Shares of GE Aerospace slipped roughly 1.2% in after-hours action Monday, landing near $339. The drop came after the jet-engine company disclosed it had secured a fresh U.S. Air Force deal with Kratos Defense & Security Solutions.

The award arrives just as markets churn with new U.S. trade jitters. When sentiment flips to risk-off, investors haven’t hesitated to shrug off even strong company headlines.

There’s an active push in defense these days for affordable, disposable hardware built at scale. The Air Force wants propulsion systems that are low-cost and mass-producible, moving away from one-off engines made for just a few planes.

GE Aerospace and Kratos secured a $12.4 million contract from the Air Force to move forward with the GEK1500 — a 1,500-pound-thrust engine meant for small “Collaborative Combat Aircraft,” the unmanned flyers that operate alongside piloted jets.
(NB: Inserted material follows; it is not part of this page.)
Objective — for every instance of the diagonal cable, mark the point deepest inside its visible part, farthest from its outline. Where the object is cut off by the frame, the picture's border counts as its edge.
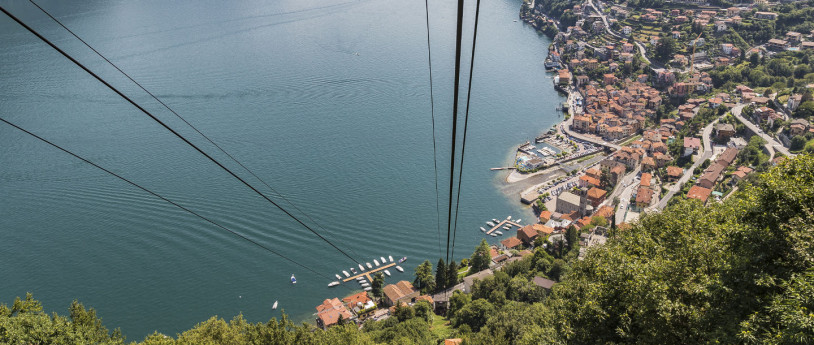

The deal includes an option for extra funding covering further risk reduction and performance tests. According to Kratos Turbine Technologies President Stacey Rock, this effort follows on the heels of the GEK800 project. GE Aerospace Edison Works’ Steve “Doogie” Russell noted that insights from altitude tests on the earlier GEK800 are carrying over, targeting improvements in thrust, power generation, and lifecycle costs for the GEK1500. GE Aerospace

Sentiment stayed negative. Stocks slid across Wall Street, gold edged higher, and investors tried to sort out fresh winners and losers after the U.S. rolled out its latest tariff rules. The Dow, S&P 500 and Nasdaq all closed with steep losses, according to Reuters. “Investors are giving up roughly half of Friday’s gain,” said Mark Hackett, chief market strategist at Nationwide, pointing to the tariff rate’s move to 15% as “reminding us that uncertainty remains high.” Reuters

Kratos slipped around 1.8% in late trading. RTX lost about 1.4%, while Boeing dropped close to 0.7% as other aerospace stocks also headed lower.

Defense news is helping GE Aerospace, but only marginally right now. The contract covers design, not production—actual manufacturing hinges on future funding and whatever the Air Force decides to order.

That’s the risk in play. Programs like this can stall out, get trimmed back, or see their specs change—and “affordable mass” only means something if the Pentagon places large orders and sticks with them.

Near term, traders aren’t zeroed in on any single defense award. Instead, industrial margins—specifically, the impact of tariffs and supply-chain churn—are getting more attention. The risk-off tone? Traders are watching to see if it sticks around for the next session.

GE Aerospace has its first-quarter 2026 earnings webcast coming up on April 21, marking the next key date on the schedule.